Department of Biotechnology, School of Bioengineering, SRM Institute of Science and Technology, Kattankulathur, Tamil Nadu, India.
Exp Dermatol. 2024 Oct;33(10):e15189. doi: 10.1111/exd.15189.
Wound healing is a complex biological process crucial for tissue repair, wherein keratinocytes play a pivotal role in initiating, sustaining and completing the cascade. Various local and systemic factors, such as lifestyle, age metabolic disorders and vascular insufficiency, can influence this process, and in the context of diabetic wounds, disrupted biological mechanisms, including inflammation, tissue hypoxia, decrease in collagen production along with increased oxidative stress and keratinocyte dysfunction, contribute to delayed healing. During re-epithelialisation, keratinocytes undergo rapid multiplication and migration, forming a dense hyperproliferative epithelial layer that restores the epidermal barrier. Nuclear factor-erythroid 2-related factor (Nrf2), a vital transcription factor, emerges as a central regulator in managing antioxidant proteins and detoxifying enzymes, serving as a guardian against elevated reactive oxygen species (ROS) levels during stress. Nrf2 also orchestrates angiogenesis and anti-inflammatory responses crucial for wound repair. Studies demonstrate that under high-glucose conditions, Nrf2 activation promotes wound healing by enhancing cell proliferation and migration while reducing apoptosis. Nrf2 activators stimulate endogenous antioxidant production, thereby mitigating oxidative stress.

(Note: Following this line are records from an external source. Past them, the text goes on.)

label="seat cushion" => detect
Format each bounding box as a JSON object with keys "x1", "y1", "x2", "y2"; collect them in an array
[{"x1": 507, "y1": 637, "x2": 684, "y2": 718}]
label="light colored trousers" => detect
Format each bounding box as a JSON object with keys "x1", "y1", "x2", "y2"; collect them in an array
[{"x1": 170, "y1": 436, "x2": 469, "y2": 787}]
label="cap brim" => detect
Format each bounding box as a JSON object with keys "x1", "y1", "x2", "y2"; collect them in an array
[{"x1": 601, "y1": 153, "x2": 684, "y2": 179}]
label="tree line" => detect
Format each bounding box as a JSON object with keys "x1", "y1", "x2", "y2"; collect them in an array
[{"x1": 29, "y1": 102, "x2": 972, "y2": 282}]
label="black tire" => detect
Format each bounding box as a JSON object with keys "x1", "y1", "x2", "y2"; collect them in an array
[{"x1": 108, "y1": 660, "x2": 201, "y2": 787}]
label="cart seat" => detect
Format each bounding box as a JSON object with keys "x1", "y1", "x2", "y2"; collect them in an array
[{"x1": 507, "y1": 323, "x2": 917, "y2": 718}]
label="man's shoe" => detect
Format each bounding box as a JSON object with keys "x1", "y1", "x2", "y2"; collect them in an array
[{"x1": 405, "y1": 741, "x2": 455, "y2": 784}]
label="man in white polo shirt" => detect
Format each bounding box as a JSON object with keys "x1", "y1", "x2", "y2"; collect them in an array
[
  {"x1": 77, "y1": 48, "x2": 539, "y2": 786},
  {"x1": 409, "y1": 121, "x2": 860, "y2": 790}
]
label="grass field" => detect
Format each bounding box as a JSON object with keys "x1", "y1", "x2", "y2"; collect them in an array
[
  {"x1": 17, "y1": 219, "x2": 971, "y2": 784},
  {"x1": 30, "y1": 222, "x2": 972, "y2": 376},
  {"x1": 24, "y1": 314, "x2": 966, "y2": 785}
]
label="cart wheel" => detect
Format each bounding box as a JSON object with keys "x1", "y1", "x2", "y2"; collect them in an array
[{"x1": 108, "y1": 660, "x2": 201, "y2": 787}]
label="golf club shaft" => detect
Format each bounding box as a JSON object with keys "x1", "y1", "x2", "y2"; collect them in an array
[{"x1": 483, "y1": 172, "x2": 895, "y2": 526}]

Furthermore, Nrf2 upregulation is associated with decreased expression of cytokines such as TNF-α and IL- 6. Recent research underscores the potential of bioactive molecules, including dietary polyphenols, traditional medicinal compounds and pharmacological agents, in activating Nrf2 and preventing diseases such as diabetes due to their robust antioxidative properties. This review aims to investigate the activation of Nrf2 by these bioactive molecules in cultured keratinocytes and animal models, elucidating the key molecular regulatory mechanisms involved in alleviating oxidative stress and facilitating the diabetic wound healing process. Understanding these complex pathways may offer insights into novel therapeutic strategies for enhanced wound healing in diabetes-associated complications.
伤口愈合是组织修复的一个复杂的生物学过程,在此过程中角质细胞在启动、维持和完成级联反应中起着关键作用。各种局部和全身因素,如生活方式、年龄、代谢紊乱和血管功能不全,都可以影响这个过程,而在糖尿病伤口的情况下,包括炎症、组织缺氧、胶原蛋白生成减少以及氧化应激和角质细胞功能障碍增加在内的生物学机制的破坏,导致愈合延迟。在再上皮化过程中,角质细胞经历快速增殖和迁移,形成一层致密的过度增殖的上皮层,恢复表皮屏障。核因子-红细胞 2 相关因子(Nrf2)作为一种重要的转录因子,是管理抗氧化蛋白和解毒酶的核心调节剂,在应激时充当防止活性氧(ROS)水平升高的守护者。Nrf2 还协调血管生成和抗炎反应,这对伤口修复至关重要。研究表明,在高糖条件下,Nrf2 的激活通过增强细胞增殖和迁移,同时减少细胞凋亡,促进伤口愈合。Nrf2 激活剂刺激内源性抗氧化剂的产生,从而减轻氧化应激。此外,Nrf2 的上调与 TNF-α 和 IL-6 等细胞因子的表达减少有关。最近的研究强调了生物活性分子(包括膳食多酚、传统药用化合物和药理学制剂)的潜力,它们通过其强大的抗氧化特性,激活 Nrf2 并预防糖尿病等疾病。本综述旨在研究这些生物活性分子在培养的角质细胞和动物模型中对 Nrf2 的激活作用,阐明涉及缓解氧化应激和促进糖尿病伤口愈合过程的关键分子调节机制。了解这些复杂的途径可能为糖尿病相关并发症的增强伤口愈合提供新的治疗策略提供思路。